The process of natural selection and survival of the fittest lies at the surface of the great molecular chronicle of gene therapy. This investigation argues the approach will play a great use in near future- as long as attention is paid to the very spirit of its conceptualisation.
A Special Pi Investigation into the Biochemical Mechanisms involved in Origins and the Evolution of Life - centred on the role of Gene Shuffling.
by Muneeb Faiq and PI editors
Is gene therapy - or gene shuffling as we might alternatively call it - a product of human genius or a traditional method employed by evolution for last 3.2 billion years in order to give rise to all forms of life that the planet earth has seen?
Indisputably, this is a very important question which has escaped attention from theoretical biologists for almost four decades (since gene therapy was conceptualised) and there seems to be almost no literature available on it. Instead, there is a general tendency to think that gene therapy is a very recent phenomenon innovated by human mind to achieve desired functioning of a gene and consequently an organism.
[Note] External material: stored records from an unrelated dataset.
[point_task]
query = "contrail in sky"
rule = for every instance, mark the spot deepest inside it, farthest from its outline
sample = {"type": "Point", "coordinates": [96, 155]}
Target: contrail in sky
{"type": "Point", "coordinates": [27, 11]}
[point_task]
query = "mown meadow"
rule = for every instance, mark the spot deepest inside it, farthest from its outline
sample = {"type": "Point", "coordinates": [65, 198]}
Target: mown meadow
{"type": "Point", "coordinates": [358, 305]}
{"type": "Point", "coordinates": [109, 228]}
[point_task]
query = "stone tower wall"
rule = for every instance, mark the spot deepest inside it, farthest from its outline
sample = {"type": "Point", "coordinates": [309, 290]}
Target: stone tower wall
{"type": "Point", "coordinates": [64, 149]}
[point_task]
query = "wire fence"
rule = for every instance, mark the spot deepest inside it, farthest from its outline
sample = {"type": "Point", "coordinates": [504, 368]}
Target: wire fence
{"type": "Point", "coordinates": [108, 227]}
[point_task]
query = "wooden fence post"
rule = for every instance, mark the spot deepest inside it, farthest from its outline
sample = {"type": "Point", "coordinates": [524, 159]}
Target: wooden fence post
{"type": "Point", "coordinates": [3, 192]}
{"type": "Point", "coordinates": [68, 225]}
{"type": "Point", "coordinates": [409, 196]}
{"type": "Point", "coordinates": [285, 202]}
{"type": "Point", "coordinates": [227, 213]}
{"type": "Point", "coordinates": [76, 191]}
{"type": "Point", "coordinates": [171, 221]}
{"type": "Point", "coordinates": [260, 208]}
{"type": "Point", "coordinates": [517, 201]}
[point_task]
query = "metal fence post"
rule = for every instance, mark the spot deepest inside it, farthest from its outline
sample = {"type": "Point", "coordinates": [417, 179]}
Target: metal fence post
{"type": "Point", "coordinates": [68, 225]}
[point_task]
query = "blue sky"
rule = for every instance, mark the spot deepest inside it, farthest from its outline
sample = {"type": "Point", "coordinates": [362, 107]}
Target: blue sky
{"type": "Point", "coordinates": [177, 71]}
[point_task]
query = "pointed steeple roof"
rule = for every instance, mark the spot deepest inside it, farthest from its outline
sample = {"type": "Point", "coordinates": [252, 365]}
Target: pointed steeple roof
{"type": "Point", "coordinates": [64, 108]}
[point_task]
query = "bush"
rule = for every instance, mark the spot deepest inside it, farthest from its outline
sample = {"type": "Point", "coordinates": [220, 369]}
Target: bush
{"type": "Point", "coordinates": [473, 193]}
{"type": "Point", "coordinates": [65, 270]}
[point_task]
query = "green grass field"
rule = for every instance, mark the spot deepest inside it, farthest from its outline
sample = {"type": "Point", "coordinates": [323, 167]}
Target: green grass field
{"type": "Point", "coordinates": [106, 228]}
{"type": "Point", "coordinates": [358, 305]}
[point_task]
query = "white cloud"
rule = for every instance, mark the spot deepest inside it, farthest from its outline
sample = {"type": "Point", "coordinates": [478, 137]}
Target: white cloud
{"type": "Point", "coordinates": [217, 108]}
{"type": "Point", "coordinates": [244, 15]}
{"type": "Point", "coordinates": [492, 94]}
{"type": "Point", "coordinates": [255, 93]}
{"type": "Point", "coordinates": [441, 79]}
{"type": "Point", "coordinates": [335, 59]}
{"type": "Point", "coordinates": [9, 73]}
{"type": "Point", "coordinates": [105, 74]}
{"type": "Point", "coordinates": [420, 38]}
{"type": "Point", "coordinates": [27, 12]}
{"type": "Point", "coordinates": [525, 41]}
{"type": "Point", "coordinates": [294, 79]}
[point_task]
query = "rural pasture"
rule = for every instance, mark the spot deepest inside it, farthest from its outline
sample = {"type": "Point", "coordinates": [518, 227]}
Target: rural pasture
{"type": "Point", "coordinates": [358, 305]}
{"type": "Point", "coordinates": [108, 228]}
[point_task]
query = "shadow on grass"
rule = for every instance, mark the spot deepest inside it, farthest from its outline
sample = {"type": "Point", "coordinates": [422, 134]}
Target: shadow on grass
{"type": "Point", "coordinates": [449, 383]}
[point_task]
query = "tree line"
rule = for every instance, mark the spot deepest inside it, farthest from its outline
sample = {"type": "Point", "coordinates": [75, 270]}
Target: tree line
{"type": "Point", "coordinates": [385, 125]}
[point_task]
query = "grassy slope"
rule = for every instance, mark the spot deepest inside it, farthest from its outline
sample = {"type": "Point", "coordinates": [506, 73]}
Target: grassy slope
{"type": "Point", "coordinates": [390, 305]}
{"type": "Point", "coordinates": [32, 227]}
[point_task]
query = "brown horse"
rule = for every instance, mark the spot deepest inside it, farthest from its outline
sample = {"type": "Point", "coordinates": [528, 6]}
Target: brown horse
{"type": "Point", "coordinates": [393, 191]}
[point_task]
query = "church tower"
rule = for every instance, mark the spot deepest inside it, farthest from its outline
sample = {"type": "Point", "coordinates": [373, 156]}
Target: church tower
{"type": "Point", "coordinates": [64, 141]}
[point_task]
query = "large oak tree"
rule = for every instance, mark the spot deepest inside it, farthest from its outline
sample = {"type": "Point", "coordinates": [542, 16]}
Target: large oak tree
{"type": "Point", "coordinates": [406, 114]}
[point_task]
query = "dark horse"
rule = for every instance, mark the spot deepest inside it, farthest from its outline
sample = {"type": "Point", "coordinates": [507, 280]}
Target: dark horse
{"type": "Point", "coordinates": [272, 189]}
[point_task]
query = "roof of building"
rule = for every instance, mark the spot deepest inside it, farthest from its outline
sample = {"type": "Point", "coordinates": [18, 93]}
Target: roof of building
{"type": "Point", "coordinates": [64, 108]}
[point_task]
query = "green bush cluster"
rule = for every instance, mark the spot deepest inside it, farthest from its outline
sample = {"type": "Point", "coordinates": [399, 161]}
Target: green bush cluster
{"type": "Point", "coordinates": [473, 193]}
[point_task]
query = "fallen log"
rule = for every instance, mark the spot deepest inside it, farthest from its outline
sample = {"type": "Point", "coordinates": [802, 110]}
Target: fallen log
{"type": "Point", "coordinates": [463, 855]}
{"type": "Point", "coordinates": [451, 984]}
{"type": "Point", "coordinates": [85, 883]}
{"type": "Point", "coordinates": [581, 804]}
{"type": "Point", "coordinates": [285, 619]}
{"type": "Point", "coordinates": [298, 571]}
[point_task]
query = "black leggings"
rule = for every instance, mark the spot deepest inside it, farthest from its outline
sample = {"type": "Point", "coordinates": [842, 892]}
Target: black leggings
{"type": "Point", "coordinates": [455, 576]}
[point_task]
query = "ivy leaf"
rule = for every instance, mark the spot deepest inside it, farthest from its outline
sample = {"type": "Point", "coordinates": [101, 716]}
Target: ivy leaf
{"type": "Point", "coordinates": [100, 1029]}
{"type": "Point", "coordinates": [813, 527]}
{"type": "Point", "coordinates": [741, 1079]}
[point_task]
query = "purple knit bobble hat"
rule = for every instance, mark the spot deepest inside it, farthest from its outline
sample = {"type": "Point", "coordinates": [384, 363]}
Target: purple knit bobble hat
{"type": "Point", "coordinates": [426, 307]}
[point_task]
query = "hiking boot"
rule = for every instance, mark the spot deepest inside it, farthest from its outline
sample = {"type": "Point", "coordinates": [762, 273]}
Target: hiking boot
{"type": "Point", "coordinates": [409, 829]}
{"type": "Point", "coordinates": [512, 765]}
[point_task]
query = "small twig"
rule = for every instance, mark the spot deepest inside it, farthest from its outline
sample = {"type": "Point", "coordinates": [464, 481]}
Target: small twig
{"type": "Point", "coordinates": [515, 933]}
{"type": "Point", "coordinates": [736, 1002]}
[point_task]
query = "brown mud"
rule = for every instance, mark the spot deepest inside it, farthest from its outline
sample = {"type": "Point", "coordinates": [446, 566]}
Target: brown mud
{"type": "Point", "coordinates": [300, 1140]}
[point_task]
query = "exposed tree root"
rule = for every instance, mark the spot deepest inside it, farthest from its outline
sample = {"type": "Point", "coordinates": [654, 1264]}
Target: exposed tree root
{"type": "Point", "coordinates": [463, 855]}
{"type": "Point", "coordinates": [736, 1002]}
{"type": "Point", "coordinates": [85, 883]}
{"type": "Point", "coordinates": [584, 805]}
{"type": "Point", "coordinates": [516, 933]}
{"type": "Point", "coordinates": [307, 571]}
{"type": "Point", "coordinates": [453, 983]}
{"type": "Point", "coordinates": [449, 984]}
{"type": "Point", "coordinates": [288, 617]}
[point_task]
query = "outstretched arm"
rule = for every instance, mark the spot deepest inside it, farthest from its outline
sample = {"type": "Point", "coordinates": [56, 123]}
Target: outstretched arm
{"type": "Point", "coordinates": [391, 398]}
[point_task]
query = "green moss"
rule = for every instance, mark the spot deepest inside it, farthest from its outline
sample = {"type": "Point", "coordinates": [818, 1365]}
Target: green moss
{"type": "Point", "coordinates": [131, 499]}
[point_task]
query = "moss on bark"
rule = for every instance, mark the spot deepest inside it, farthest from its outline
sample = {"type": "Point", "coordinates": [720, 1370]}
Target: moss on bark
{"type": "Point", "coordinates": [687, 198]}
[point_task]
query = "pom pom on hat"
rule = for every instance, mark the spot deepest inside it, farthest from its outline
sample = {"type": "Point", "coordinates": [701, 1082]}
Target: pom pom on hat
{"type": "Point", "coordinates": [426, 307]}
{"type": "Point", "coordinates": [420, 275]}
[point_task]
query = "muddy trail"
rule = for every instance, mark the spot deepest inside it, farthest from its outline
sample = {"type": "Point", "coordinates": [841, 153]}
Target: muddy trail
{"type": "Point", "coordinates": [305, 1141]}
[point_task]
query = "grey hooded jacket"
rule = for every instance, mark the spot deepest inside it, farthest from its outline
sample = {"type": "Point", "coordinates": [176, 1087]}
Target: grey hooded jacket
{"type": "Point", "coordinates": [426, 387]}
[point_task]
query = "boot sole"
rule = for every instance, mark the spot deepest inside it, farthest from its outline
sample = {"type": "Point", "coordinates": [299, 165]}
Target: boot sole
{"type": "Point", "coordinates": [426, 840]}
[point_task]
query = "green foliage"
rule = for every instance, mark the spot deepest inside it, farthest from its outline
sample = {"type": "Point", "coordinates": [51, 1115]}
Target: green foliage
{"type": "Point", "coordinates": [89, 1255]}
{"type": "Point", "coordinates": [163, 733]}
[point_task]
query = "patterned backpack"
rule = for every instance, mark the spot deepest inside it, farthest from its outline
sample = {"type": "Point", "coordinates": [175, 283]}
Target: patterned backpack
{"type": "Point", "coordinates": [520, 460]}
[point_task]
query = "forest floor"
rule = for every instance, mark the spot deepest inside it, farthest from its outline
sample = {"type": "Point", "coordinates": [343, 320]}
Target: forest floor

That notion is correct in its own right but when you look at it with a little scrutiny, you have to be drawn to the conclusion that gene therapy has been the modus operandi of the process of evolution for billions of years and it is the process of gene therapy (or gene manipulation for that matter) that has brought about the variety and complexity of life that we witness today.
This philosophical investigation will oppose the self-evident notion that the best survives (which begs the question of what the 'best' means) by emphasising that it is the shuffling, the complexity, of gene manipulations that is the real engine of evolution.